Kalam May Play Kudankulam Pacifier

Former president A P J Abdul Kalam
Former president A P J Abdul Kalam could play a role in resolving the standoff over the Kudankulam nuclear plant with the respected scientist's goodwill and credibility expected to bridge the trust deficit between the government and agitating fisherfolk.

The former president, a strong advocate of nuclear energy, might be well placed to ease tensions over the Russian-built Kudankulam plant as he is familiar with the fishing communities in the area where the reactors are located. His family is understood to have had business links with the fishermen.

Kalam has already said that he plans a survey of coastal nuclear installations and his intervention with the Christian fishing community that has opposed the plant could narrow differences and indentify areas of concern and solutions.

Although he has spoken in favour of the Kudankulam plant, which is now near completion, Kalam's interaction with local agitators can bring in a linguistic and regional connect that a team of technologists and scientists may not be able to establish. The church has backed the stir saying the area is vulnerable to quakes.

But apart from the environmental arguments, there is uncertainty about the social and economic changes the 10,000MW nuclear power plant may engender in the area. While the government says it means more jobs for locals, there is worry over whether traditional social patterns will be disrupted.
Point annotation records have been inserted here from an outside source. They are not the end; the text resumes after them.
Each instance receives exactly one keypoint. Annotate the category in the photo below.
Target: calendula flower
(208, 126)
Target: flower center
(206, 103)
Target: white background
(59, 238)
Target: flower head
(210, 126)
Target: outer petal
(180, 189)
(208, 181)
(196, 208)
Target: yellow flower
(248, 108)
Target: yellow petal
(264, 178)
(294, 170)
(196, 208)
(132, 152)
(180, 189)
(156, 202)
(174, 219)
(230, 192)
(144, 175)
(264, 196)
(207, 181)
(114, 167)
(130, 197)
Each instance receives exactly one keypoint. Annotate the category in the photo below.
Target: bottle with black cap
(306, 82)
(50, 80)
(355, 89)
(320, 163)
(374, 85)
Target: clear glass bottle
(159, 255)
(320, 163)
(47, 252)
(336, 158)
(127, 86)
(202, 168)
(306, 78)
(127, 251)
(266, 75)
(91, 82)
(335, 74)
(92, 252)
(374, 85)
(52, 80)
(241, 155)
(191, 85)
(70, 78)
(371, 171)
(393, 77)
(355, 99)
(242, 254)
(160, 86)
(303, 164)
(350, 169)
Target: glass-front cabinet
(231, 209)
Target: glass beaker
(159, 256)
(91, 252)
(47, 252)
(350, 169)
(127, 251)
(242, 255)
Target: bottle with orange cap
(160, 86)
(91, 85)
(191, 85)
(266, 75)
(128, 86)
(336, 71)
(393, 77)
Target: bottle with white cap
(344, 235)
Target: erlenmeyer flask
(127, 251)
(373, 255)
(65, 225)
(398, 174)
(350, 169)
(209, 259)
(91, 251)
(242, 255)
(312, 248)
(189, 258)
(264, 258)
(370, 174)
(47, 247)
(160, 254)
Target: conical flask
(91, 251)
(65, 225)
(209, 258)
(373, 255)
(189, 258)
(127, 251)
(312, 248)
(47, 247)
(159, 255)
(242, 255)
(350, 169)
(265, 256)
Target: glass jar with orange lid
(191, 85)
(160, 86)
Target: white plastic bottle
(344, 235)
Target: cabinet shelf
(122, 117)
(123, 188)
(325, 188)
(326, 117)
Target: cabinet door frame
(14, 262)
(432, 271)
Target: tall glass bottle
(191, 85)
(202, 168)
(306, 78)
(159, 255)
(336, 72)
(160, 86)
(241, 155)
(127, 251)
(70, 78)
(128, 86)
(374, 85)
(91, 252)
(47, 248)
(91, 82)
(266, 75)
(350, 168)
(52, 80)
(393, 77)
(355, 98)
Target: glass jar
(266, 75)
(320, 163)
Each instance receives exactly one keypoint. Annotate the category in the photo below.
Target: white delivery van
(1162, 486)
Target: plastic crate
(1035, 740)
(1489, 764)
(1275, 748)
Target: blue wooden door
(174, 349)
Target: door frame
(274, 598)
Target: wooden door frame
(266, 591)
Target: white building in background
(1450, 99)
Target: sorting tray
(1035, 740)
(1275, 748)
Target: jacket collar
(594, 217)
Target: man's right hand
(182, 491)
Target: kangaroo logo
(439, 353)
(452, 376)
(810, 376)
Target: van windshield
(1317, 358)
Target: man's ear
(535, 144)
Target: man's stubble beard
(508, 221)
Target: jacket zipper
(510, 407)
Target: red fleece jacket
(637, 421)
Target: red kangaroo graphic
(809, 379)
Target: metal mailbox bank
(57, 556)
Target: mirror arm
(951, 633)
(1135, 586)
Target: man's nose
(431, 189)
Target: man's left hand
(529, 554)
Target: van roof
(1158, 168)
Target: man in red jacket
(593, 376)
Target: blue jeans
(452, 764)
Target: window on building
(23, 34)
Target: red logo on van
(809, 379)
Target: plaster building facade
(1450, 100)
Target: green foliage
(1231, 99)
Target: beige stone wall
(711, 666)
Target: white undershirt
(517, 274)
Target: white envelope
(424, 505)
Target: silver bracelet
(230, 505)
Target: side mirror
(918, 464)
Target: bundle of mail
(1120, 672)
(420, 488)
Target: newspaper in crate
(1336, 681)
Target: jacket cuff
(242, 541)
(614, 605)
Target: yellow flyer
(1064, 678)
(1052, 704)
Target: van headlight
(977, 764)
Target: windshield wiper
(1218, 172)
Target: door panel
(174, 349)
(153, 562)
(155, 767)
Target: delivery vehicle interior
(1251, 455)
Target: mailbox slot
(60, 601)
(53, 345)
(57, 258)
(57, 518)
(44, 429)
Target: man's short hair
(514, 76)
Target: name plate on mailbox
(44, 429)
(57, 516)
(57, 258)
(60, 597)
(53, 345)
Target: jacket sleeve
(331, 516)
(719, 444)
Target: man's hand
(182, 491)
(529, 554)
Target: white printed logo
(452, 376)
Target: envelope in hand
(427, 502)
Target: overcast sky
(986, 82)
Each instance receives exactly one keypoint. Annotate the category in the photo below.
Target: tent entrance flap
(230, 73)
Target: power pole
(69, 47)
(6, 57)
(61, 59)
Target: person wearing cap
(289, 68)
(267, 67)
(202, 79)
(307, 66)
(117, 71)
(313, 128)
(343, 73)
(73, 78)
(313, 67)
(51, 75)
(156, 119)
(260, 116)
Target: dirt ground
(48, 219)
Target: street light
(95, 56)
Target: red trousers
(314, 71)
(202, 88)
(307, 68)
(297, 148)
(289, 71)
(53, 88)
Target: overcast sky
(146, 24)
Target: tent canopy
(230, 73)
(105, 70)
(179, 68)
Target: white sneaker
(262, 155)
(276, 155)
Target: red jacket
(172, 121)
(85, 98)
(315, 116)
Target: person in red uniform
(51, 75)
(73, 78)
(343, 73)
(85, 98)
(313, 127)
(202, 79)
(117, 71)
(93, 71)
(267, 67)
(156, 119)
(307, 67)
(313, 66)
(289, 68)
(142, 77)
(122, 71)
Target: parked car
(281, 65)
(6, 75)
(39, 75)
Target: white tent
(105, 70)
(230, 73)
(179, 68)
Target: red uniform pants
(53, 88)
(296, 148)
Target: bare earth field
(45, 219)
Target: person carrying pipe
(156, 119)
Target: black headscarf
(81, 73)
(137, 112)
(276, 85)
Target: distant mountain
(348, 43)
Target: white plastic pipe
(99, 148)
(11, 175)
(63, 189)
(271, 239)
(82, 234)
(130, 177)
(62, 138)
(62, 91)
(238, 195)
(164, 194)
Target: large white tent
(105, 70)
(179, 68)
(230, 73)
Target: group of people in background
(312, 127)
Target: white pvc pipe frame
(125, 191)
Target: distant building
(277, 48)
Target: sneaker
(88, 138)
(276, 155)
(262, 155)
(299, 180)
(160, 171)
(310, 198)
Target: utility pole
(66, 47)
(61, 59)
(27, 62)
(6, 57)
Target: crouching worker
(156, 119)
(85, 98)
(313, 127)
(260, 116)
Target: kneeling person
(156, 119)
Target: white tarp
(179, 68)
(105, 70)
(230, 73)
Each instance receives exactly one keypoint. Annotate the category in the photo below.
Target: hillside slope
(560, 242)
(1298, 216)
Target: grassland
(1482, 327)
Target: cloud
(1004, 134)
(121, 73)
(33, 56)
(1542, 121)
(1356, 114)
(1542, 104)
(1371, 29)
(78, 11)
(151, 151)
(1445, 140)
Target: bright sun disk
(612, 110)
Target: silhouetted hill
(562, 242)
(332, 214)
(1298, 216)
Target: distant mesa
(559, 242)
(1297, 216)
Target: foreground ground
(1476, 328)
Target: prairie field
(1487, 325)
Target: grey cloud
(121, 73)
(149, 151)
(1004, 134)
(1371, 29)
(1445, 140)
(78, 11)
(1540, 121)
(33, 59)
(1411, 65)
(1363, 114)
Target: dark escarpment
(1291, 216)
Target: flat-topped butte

Kalam's personal credibility could bring the two sides together and help develop guarantees or assurances that the fishermen and their families find convincing. Safety and security of livelihood and worries over whether the plant could go the Fukushima way in the event of a natural calamity are troubling the community.

On its part, the government seems determined to negotiate its way out of the deadlock and is looking to engage a church convention in Trichy this week. The Centre is pulling out all stops to ensure the deadlock ends peacefully. It is even exploring if a team of scientists could interact with church leaders to explain that the power plant will be a benign presence in the Tirunelveli area.

After an apparent miscommunication between the Centre and state government over a letter written by Prime Minister Manmohan Singh to chief minister J Jayalalithaa, the state is being kept in the loop at every step. Senior figures from the Department of Atomic Energy might meet Jayalalithaa soon to brief her on efforts to soothe local sentiments and the plant's safety features.